Cuando yo, mi buen Jesús, veo que de tu costado sale ese hierro de esa lanza, esa lanza es una saeta de amor que me traspasa; y de tal mane­ra hiere mi corazón, que no deja en él parte que no penetre. ¿Qué has hecho, Amor dulcísimo? ¿Qué has querido hacer en mi corazón? Viene aquí por curarme, ¡y hasme herido!
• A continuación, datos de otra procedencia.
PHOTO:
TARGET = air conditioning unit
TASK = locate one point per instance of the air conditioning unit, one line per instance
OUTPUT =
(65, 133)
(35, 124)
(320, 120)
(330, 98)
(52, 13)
Viene a que me enseñases a vivir; ¡y hácesme loco! ¡Oh dulcísima herida, oh sapientísima locura!, nunca me vea yo jamás sin ti.

No solamente la cruz, mas la mesma figura que en ella tienes, nos llama dulcemente a amor; la cabeza tienes inclinada, para oírnos y dar­nos besos de paz, con la cual convidas a los culpados, siendo tú el ofen­dido; los brazos tendidos, para abrazarnos; las manos agujereadas, para darnos tus bienes; el costado abierto, para recebirnos en tus entrañas; los pies enclavados, para esperarnos y para nunca te poder apartar de nosotros. De manera que mirándote, Señor; todo me convida a amor: el madero, la figura, el misterio, las heridas de tu cuerpo; y, sobre todo, el amor interior me da voces que te ame y que nunca te olvide de mi cora­zón. Pues ¿cómo me olvidaré de ti? Si de ti me olvidare, ¡oh buen Jesús!, sea echado en olvido de mi diestra; péguese mi lengua a los paladares si no me acordare de ti y si no te pusiere por principio de mis alegrías.

Cata, pues, aquí, ánima mía, declarada la causa del amor que Cristo nos tiene. Porque no nace este amor de mirar lo que hay en el hombre, sino de mirar a Dios y del deseo que tiene de cumplir su voluntad.